Transcription is successful. Need help for training (original) (raw)

I have installed deepspeech and could successfully perform live transcription with mic_vad_streaming. Now, I desire to train with my data which consists of about 15 words (i.e., 15 commands). I have the following difficulties:

I am using windows. I am finding DeepSpeech.EXE and not DeepSpeech.py. Executing DeepSpeech.exe throws a message with options which does NOT incude --train-files
DeepSpeech-0.9.3 archive is obtained separately. If I execute DeepSpeech.py, I am getting the following error:

from deepspeech_training import train as ds_train
ModuleNotFoundError: No module named ‘deepspeech_training’

Since my language contains only 15 words, do I need GPU or does CPU suffices?
The command to train deep speech (python3 DeepSpeech.py --train_files …/data/CV/en/clips/train.csv --dev_files …/data/CV/en/clips/dev.csv --test_files …/data/CV/en/clips/test.csv) is obtained from https://deepspeech.readthedocs.io/en/r0.9/TRAINING.html. The command does not include ‘alphabet.txt’. Is it implied that ‘alphabet.txt’ exists in the current directory?
The wav file size in CSV represents actual size of file? I mean, what is obtained from ‘dir’ command?
Is there any simplified data set (say about 10 words) to ILLUSTRATE training?

Thanks and Regards
S Srinivasan

h4ever July 29, 2023, 10:09pm 2

My guess: You didn’t install the module deepspeech_training with pip

It doesn’t make sense why you use .exe and python. Those are different environments. I mean usually when you run .py you do everything in python. I am python newbe on linux.

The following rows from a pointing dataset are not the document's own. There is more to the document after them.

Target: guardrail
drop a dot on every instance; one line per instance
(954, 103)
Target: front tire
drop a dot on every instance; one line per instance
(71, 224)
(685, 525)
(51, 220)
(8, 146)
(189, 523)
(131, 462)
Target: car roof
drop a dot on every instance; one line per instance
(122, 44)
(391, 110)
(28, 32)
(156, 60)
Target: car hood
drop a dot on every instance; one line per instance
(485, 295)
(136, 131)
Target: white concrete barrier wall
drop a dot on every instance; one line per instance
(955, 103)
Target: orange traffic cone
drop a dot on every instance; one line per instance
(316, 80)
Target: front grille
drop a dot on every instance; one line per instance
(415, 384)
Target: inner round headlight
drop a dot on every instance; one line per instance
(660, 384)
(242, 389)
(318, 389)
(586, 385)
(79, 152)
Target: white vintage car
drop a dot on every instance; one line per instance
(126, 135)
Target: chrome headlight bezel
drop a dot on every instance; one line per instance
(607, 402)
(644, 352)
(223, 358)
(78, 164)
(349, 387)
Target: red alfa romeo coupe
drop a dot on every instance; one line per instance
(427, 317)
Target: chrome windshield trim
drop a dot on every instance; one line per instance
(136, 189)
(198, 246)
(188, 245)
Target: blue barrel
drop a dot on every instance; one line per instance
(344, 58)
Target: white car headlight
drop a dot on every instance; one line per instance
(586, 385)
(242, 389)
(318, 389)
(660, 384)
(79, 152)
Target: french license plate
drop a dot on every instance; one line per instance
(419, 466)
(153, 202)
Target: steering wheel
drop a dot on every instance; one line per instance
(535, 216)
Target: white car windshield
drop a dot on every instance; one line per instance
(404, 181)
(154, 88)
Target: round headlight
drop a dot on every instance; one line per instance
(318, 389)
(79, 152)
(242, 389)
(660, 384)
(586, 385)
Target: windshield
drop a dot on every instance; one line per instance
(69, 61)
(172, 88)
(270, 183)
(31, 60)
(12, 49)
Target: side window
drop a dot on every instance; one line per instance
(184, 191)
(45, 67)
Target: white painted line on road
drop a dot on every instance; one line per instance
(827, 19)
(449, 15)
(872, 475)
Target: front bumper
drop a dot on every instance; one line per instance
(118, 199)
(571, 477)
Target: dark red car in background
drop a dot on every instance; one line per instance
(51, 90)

kathyreid (Kathy Reid) July 30, 2023, 1:47am 3

The DeepSpeech Playbook provides a step by step guide to model training, and considers aspects such as the alphabet.txt file, the environment needed for training a model (we recommend not using CPUs) among other considerations.

First, my sincere gratitude for a valuable response. I went through the instructions and could successfully perform the training resulting in generation of .pb file. Yet, I have a few issues:

My Language : My language has only three words “ram”, “robert” and “rahim”. I spoke these words multiple times and recorded. I have prepared the wave files using Audacity and manually prepared the CSV files. I seek help on the following:

(1) Performed the training WITHOUT alphabet.txt. Does it mean that it takes English by default? (Because, playbook training example (for Indonesian data set) does not include alphabet.txt at all. Even, I am using English script)
(2) Post training, I attempted transcription using mic_vad_streaming. But, whatever I speak, it outputs only the single character “r”

I seek valuable comments, especially on (2) above.

Regards
S Srinivasan